Gondwana Garden will take you on a journey from the beginning of Gondwanaland to its separation into diverse continents and islands. The new Gondwana Garden will be a wonder-filled experience of the landscape and environment inhabited by the Victoria’s polar dinosaurs, 125 million years ago.
At Eagles Nest, the site of Australia’s first dinosaur fossil discovery, visitors will embark on auditory adventure. A combination of immersive musical composition and compelling poetry will lead visitors throughout the site, transporting them back to the Cretaceous period, when the polar dinosaurs flourished.
We wouldn’t know anything about the polar dinosaurs if it wasn’t for dinosaur hunters who continue to make discoveries along the Bass Coast This augmented reality experience gives visitors an opportunity to meet real-life dinosaur hunters, with a twist…
What is it like to discover a fossil, or identify a dinosaur? These are just some of the discoveries that await you in the Dino Hunters playground. Highly sensory and participatory, this adventure-fuelled playground will explore the science used by real-life dinosaur hunters to investigate Bass Coast’s polar dinosaurs.
The digital field guide will the experience hub for visitors, helping them plan their visit, navigate to points of interested in, track their progress, and activate games and augmented reality experiences. As visitors travel along the Trail, they will be able to track their progress, showing which sites they have visited, completed activities, special offers and events. The field guide will also be used to access location-specific, rich digital content.
The content management system will enrich the onsite experience through immersive 3D animations, images, audio, and video. The flexibility of the content management system will also enable content to be repackaged for different audiences, provide access to content from anywhere in the world, and refresh the experience over time by adding new content and digital experiences.

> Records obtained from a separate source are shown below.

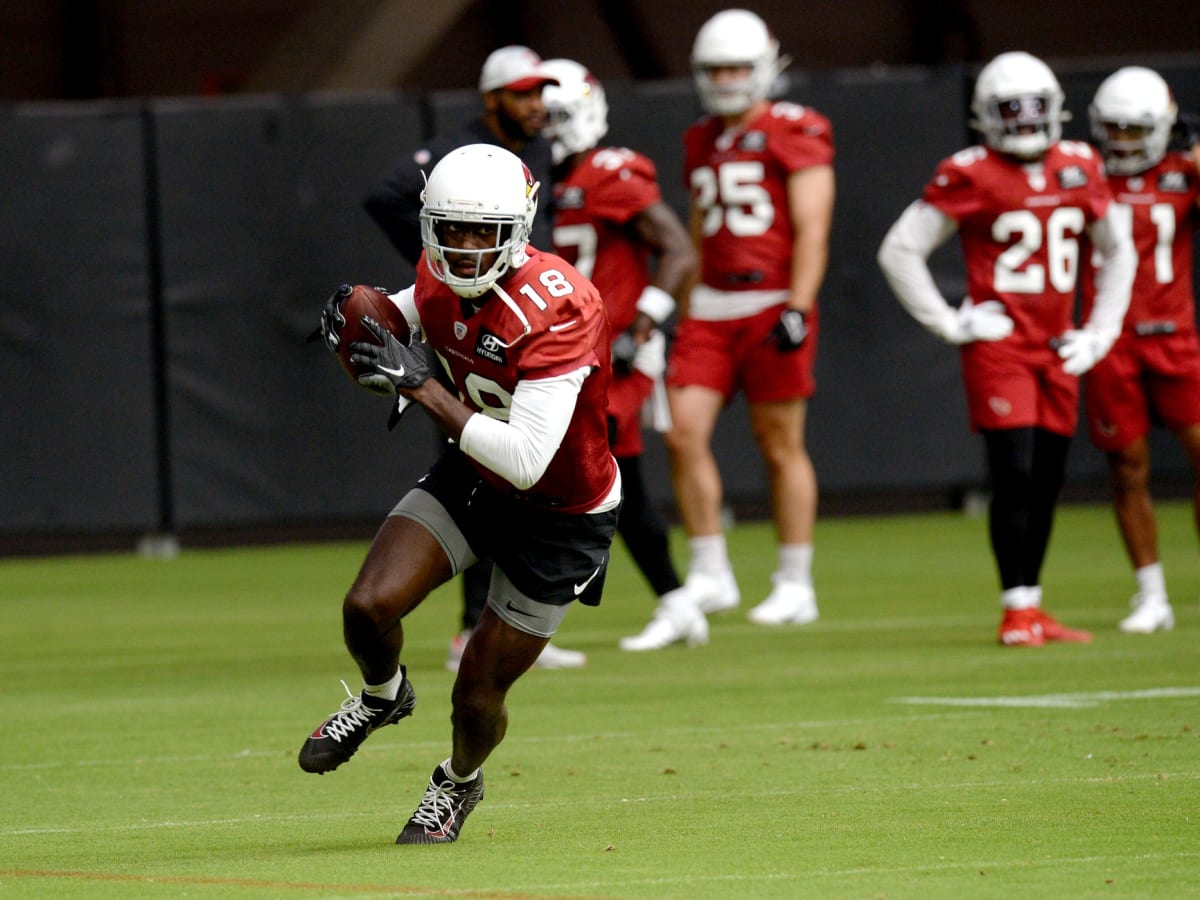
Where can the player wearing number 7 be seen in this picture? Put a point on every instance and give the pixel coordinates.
(1020, 203)
(532, 484)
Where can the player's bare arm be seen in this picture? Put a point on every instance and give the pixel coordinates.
(810, 198)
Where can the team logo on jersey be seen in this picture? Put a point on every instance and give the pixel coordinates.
(1000, 406)
(571, 198)
(753, 142)
(1072, 177)
(491, 347)
(1173, 183)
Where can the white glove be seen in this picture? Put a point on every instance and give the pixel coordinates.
(985, 322)
(651, 359)
(1080, 349)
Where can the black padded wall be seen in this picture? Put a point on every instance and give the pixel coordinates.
(77, 419)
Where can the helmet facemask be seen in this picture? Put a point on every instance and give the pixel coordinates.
(1018, 106)
(477, 185)
(735, 39)
(576, 109)
(1132, 117)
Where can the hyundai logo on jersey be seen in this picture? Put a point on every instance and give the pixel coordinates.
(491, 347)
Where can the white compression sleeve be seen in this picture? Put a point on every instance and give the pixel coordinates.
(1114, 276)
(903, 257)
(520, 449)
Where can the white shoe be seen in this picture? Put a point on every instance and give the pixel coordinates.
(713, 593)
(1151, 612)
(559, 658)
(677, 618)
(789, 604)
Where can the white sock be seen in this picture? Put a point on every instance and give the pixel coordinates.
(389, 689)
(796, 563)
(1151, 580)
(1023, 598)
(456, 779)
(709, 555)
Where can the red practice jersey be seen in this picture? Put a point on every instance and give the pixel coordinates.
(738, 184)
(1161, 204)
(1020, 227)
(593, 209)
(540, 321)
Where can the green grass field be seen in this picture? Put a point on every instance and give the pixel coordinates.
(154, 711)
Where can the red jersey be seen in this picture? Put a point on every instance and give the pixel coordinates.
(1161, 205)
(593, 208)
(1020, 227)
(540, 321)
(738, 184)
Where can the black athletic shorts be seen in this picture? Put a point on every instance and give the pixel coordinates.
(550, 556)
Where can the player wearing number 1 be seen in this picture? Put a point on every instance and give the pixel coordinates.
(762, 192)
(1153, 370)
(531, 483)
(1020, 204)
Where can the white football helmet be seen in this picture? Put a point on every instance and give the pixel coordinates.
(1138, 107)
(575, 107)
(735, 37)
(478, 183)
(1018, 106)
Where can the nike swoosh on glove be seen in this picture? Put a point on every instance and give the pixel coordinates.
(983, 322)
(393, 366)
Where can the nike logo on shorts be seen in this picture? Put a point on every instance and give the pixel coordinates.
(519, 611)
(581, 588)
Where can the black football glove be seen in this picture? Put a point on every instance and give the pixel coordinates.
(791, 331)
(390, 365)
(331, 318)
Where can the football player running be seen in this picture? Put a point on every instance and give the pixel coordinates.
(761, 180)
(513, 115)
(532, 484)
(1020, 204)
(1152, 373)
(611, 222)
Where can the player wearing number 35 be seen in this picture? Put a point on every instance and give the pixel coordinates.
(1021, 204)
(523, 340)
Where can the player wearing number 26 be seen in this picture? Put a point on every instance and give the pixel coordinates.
(1021, 204)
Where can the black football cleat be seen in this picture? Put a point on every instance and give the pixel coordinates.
(443, 809)
(339, 737)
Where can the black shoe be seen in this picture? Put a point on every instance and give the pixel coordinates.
(345, 731)
(445, 807)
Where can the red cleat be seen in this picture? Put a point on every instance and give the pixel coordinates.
(1023, 628)
(1054, 630)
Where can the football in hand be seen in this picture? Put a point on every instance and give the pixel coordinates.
(365, 300)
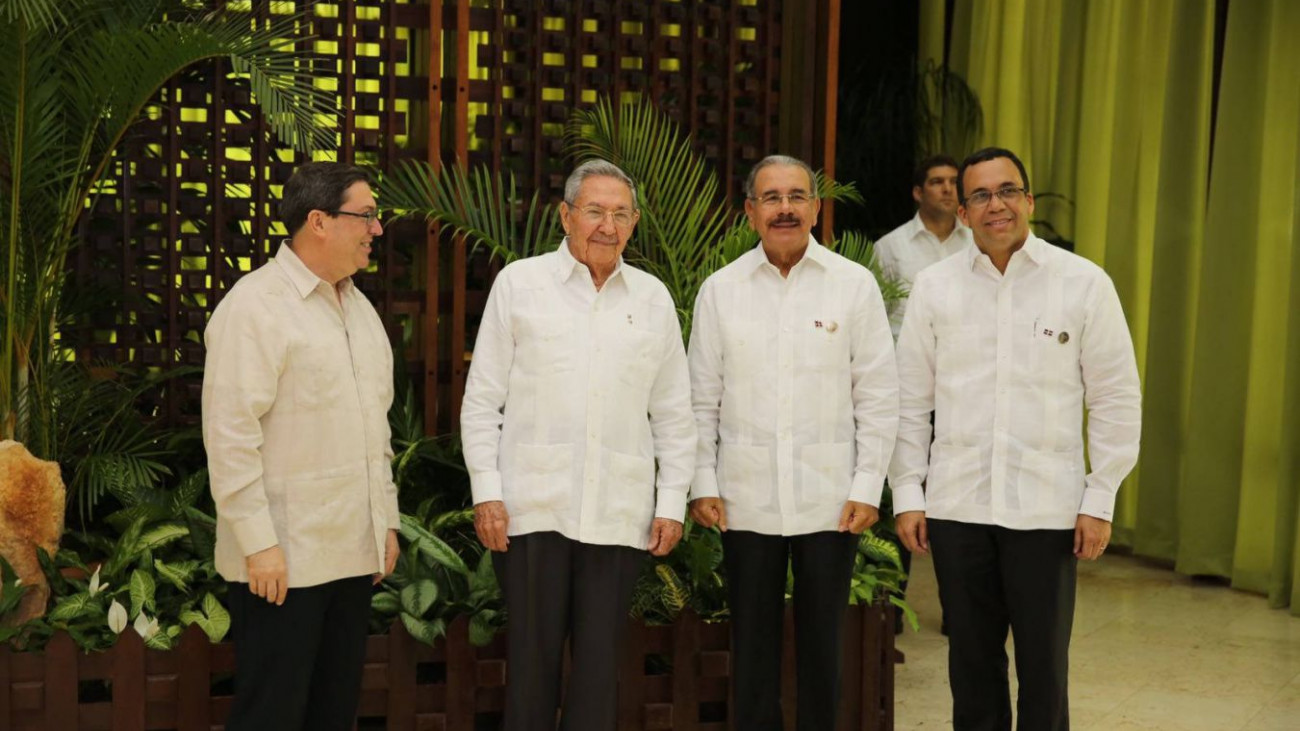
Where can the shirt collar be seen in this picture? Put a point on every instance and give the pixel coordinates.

Not all digital experiences will be via smart devices. Across each site, experiences the onsite experience be explore the use of technology like sensors, haptics, LED displays and full-body tracking. The Bass Coast Dinosaurs Trail digital platform will enrich physical experiences in unexpected and surprising ways.
As visitors progress through different digital activities, they will collect souvenirs, tokens, new content and ‘digital fossils’, as souvenirs of their visit. Some content may only be available when it’s discovered and unlocked. The more collectables visitors accumulate, the more bonus martial they will be able to access, such as special events and regional offers.
New tourism activity, particularly in shoulder and off peak periods would assist the region in achieving stable and continued economic growth. Giving Bass Coast the opportunity to continue to capitalise on the long-term trajectory of tourism. Visitors that come to experience the Dinosaurs Trail are likely to expand their activities into townships and surrounding tourism offer.
The Dinosaurs Trail is a game changer for regional Victoria. It provides a new hero tourism experience that links science, education and nature-based tourism. Our EIA shows it will increase visitor expenditure by up to $8 million by 2030 and up to $11.5 million in 2035. And that it will increase overnight visitation and length of stay up to an additional 72,500 visitors p/a by 2030 and up to an additional 93,000 visitors by 2035.
Opening of the Dinosaurs Trail would see annual visitation in the region grow by 10-20%. Over 10 years, it is estimated that the Dinosaur Trail will add $34 million to the value of the economy and support 418 FTE new and existing jobs.
This is a high value project with a Benefit Cost Ratio of 3.32 with a net benefit of $32 million. It will support 418 jobs and contribute significantly to the existing tourism offer, visitor demand and expenditure. Creating the Trail and high-quality visitor infrastructure will increase economic opportunity, create local jobs, and inspire investment.